ImportError: cannot import name 'Flux2Pipeline' from 'diffusers'

Your diffusers version is too old. FLUX.2 support landed after the initial 0.32 release. Install from main:

1
2
pip uninstall diffusers -y
pip install git+https://github.com/huggingface/diffusers -U

OSError: You are trying to access a gated repo

The Klein 9B and Dev models are gated on Hugging Face. You need to accept the license on the model page, then authenticate:

1
2
pip install huggingface_hub
huggingface-cli login

ValueError: Could not instantiate the tokenizer

Missing the sentencepiece library. FLUX.2 uses Mistral Small 3.1 as its text encoder, which needs sentencepiece:

1
pip install sentencepiece protobuf

Distilled Klein model ignoring your num_inference_steps and guidance_scale values.
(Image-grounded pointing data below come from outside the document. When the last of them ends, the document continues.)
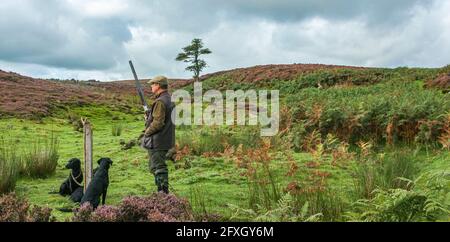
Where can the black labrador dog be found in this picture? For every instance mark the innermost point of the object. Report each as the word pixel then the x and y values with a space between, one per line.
pixel 75 179
pixel 99 184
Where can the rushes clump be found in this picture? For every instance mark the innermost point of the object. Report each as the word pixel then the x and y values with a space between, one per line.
pixel 116 129
pixel 40 160
pixel 9 166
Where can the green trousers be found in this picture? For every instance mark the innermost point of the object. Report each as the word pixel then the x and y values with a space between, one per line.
pixel 158 168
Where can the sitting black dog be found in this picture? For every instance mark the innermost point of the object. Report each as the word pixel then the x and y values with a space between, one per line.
pixel 99 184
pixel 73 182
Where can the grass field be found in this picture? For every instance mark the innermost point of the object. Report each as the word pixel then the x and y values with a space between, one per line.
pixel 370 147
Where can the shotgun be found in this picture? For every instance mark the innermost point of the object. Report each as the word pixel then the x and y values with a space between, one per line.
pixel 139 89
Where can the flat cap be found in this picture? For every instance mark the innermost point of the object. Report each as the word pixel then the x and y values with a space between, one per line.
pixel 161 80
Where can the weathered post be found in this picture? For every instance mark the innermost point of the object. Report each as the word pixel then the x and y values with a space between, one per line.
pixel 87 152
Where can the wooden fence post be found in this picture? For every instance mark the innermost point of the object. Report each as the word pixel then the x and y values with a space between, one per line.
pixel 87 152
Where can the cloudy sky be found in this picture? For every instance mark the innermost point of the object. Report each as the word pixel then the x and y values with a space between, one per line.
pixel 94 39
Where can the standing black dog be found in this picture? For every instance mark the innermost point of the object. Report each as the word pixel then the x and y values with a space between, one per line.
pixel 99 184
pixel 73 182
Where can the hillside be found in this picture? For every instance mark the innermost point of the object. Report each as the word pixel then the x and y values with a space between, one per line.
pixel 28 97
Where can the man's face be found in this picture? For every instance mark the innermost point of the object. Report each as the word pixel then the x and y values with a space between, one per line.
pixel 155 88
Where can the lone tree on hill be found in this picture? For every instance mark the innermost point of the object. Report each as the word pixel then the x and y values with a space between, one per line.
pixel 191 55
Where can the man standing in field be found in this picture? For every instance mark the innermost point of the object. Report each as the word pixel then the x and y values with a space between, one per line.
pixel 159 134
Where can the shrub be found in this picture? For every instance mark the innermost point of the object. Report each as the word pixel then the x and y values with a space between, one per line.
pixel 424 201
pixel 14 209
pixel 158 207
pixel 41 159
pixel 75 121
pixel 386 171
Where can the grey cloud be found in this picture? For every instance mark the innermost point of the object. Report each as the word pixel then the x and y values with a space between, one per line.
pixel 50 33
pixel 239 32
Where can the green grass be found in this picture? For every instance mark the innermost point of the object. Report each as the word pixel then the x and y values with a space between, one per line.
pixel 215 185
pixel 212 184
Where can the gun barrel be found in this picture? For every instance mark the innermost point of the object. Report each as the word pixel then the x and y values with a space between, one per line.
pixel 138 87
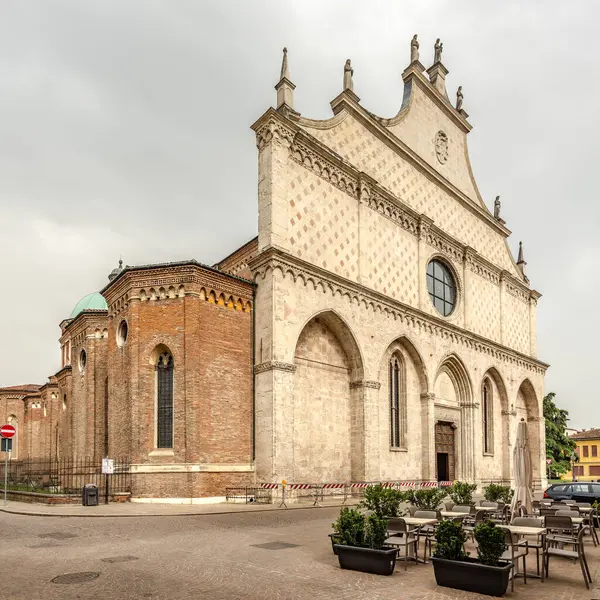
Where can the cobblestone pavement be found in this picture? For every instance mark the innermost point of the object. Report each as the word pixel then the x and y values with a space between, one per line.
pixel 215 557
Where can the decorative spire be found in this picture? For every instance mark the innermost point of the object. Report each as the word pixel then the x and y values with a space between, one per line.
pixel 520 259
pixel 437 72
pixel 116 271
pixel 285 72
pixel 521 262
pixel 285 88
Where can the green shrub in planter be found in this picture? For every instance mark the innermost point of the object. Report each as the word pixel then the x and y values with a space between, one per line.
pixel 490 543
pixel 450 538
pixel 376 532
pixel 350 528
pixel 498 493
pixel 462 493
pixel 427 498
pixel 353 528
pixel 384 502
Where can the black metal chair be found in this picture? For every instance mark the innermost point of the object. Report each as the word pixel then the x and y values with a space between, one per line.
pixel 577 553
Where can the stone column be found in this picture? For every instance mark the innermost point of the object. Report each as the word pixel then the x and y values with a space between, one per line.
pixel 428 466
pixel 502 289
pixel 273 138
pixel 533 298
pixel 467 283
pixel 423 253
pixel 274 421
pixel 364 418
pixel 468 411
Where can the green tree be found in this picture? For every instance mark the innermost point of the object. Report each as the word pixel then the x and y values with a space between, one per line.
pixel 558 446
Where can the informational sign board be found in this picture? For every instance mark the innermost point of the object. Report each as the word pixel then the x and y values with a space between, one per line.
pixel 108 466
pixel 7 431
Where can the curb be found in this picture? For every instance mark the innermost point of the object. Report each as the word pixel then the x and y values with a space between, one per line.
pixel 155 515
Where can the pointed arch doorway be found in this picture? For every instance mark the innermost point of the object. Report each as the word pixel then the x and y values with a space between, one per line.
pixel 445 451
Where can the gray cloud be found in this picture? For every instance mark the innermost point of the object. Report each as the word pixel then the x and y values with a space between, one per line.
pixel 125 130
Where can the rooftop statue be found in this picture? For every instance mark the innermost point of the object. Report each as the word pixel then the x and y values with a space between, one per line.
pixel 459 98
pixel 414 49
pixel 348 72
pixel 437 51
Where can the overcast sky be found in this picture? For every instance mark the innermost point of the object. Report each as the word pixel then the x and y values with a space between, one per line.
pixel 124 130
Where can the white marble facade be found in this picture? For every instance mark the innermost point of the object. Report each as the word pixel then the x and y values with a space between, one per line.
pixel 351 211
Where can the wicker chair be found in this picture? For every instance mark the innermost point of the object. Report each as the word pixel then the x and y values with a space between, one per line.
pixel 515 551
pixel 427 532
pixel 577 553
pixel 534 542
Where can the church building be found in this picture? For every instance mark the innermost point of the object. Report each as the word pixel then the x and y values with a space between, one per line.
pixel 377 329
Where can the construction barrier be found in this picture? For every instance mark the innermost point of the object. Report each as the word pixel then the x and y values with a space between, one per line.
pixel 317 492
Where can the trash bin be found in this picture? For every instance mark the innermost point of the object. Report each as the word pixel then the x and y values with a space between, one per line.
pixel 89 497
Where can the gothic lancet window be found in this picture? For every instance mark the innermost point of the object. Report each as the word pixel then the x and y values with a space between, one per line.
pixel 397 391
pixel 488 424
pixel 164 401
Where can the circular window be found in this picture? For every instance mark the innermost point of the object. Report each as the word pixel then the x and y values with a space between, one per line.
pixel 122 333
pixel 441 287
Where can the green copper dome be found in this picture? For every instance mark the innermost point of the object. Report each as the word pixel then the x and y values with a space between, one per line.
pixel 94 301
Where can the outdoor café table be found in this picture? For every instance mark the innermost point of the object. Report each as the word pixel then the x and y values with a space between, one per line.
pixel 448 514
pixel 533 531
pixel 419 523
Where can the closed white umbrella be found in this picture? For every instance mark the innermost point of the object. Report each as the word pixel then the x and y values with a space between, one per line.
pixel 522 470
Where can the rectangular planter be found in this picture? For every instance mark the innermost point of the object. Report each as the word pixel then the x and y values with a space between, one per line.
pixel 471 576
pixel 378 562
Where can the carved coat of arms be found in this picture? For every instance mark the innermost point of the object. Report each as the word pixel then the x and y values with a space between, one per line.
pixel 441 146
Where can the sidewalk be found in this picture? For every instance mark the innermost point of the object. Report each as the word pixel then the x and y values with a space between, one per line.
pixel 135 509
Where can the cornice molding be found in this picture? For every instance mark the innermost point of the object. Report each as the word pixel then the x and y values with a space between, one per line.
pixel 272 259
pixel 274 365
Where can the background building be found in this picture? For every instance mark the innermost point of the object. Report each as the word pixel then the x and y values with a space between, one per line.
pixel 587 468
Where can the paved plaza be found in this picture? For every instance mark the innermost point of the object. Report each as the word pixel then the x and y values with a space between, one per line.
pixel 217 556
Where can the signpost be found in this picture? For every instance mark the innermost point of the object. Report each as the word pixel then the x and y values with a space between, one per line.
pixel 7 432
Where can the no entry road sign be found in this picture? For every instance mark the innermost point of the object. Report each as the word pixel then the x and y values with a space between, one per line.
pixel 7 431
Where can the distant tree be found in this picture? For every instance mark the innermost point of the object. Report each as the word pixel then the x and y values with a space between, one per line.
pixel 558 446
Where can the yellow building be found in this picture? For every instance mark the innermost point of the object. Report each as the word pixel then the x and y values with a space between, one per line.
pixel 588 444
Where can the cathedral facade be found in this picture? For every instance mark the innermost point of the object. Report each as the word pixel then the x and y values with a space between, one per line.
pixel 378 329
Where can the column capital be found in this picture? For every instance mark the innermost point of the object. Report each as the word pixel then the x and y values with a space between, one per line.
pixel 274 365
pixel 361 383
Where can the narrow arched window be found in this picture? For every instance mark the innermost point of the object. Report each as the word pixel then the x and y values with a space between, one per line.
pixel 164 401
pixel 488 425
pixel 12 420
pixel 397 390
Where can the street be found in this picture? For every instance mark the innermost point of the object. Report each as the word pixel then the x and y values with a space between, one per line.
pixel 215 557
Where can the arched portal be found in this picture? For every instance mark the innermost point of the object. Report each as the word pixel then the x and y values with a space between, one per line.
pixel 399 415
pixel 454 422
pixel 527 408
pixel 328 427
pixel 495 416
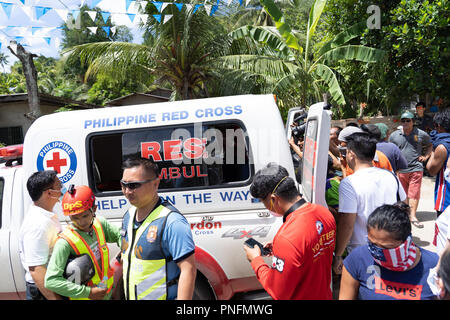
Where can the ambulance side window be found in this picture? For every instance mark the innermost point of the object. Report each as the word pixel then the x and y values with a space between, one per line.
pixel 190 156
pixel 106 167
pixel 2 184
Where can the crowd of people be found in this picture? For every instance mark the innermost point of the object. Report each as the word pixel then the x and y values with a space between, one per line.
pixel 365 238
pixel 362 243
pixel 157 248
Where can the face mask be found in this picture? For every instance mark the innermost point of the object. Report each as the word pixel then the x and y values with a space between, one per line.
pixel 396 259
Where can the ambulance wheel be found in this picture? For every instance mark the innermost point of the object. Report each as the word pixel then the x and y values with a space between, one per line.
pixel 202 290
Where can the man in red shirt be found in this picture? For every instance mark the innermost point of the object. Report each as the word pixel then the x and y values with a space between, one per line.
pixel 302 249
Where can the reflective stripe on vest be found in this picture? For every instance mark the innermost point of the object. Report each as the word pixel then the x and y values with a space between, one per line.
pixel 80 246
pixel 144 279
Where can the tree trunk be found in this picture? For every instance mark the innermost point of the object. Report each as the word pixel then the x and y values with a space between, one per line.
pixel 29 70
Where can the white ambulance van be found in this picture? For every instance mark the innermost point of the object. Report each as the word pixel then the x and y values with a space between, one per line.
pixel 208 150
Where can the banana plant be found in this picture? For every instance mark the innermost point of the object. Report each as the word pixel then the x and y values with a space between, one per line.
pixel 287 64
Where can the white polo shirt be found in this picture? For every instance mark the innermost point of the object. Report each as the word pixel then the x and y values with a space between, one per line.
pixel 38 235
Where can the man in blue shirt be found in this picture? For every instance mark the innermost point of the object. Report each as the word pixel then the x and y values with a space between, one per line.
pixel 157 244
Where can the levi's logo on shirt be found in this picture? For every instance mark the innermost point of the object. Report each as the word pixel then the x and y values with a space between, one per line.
pixel 398 290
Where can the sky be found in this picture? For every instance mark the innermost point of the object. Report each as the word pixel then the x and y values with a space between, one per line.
pixel 34 23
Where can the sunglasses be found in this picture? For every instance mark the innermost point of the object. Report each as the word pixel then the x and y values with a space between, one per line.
pixel 135 184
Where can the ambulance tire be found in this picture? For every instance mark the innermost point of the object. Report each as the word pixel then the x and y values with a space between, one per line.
pixel 202 289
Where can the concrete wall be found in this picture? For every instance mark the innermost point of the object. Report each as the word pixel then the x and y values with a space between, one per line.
pixel 12 115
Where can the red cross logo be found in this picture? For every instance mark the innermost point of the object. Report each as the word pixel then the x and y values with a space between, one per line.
pixel 56 163
pixel 246 234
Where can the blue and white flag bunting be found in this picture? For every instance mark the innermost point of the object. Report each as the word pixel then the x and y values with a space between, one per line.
pixel 40 11
pixel 105 16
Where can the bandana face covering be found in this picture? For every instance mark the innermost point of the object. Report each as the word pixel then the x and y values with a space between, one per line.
pixel 396 259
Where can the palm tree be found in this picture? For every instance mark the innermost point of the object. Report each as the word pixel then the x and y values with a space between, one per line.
pixel 178 53
pixel 277 59
pixel 3 60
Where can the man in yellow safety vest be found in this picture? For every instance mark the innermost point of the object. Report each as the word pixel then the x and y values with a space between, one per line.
pixel 88 235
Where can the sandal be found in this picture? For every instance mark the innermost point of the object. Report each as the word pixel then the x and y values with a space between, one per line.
pixel 417 224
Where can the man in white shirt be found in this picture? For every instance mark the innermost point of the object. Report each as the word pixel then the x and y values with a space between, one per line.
pixel 39 232
pixel 360 194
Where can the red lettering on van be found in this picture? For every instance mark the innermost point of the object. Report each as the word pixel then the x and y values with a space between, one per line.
pixel 151 149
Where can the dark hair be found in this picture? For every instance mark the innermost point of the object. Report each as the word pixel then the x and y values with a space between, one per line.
pixel 443 119
pixel 266 179
pixel 362 145
pixel 339 129
pixel 444 270
pixel 40 181
pixel 393 219
pixel 149 166
pixel 373 131
pixel 421 103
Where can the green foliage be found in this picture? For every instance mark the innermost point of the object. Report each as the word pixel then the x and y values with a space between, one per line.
pixel 414 34
pixel 297 74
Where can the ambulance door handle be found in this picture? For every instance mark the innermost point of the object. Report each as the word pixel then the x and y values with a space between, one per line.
pixel 263 214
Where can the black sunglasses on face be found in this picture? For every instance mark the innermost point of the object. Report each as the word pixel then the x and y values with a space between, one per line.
pixel 134 184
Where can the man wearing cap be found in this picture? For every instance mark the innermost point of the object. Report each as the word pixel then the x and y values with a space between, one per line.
pixel 395 156
pixel 85 235
pixel 415 145
pixel 423 121
pixel 302 249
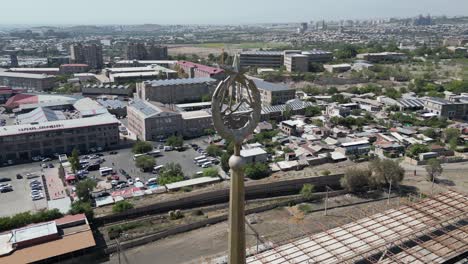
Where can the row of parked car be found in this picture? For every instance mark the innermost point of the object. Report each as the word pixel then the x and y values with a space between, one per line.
pixel 36 190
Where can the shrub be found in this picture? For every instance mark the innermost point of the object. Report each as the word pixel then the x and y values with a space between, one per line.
pixel 121 206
This is expected behavior, not a bug. The distilled Klein variants (FLUX.2-klein-4B, FLUX.2-klein-9B) are locked to 4 steps and guidance 1.0. If you need adjustable parameters, switch to the base variants: FLUX.2-klein-base-4B or FLUX.2-klein-base-9B.

What Hardware Do You Actually Need

Here’s a realistic breakdown based on the model you want to run:

  • FLUX.2-klein-4B: RTX 3060 12GB or better. Runs at sub-second speed on an RTX 4090. This is the sweet spot for most people.
  • FLUX.2-klein-9B: RTX 4080 16GB or better. Or use CPU offloading on a 12GB card.
  • FLUX.2-dev (quantized): RTX 4090 24GB with 4-bit quantization and CPU offloading. Expect 30-60 second generation times.
  • FLUX.2-dev (full precision): H100 80GB or equivalent. Fastest at about 10 seconds per image.

If you don’t have the hardware, the BFL API starts at $0.014 per image for Klein and scales by resolution. Third-party providers like fal.ai and Replicate also host FLUX.2 models with pay-per-image pricing.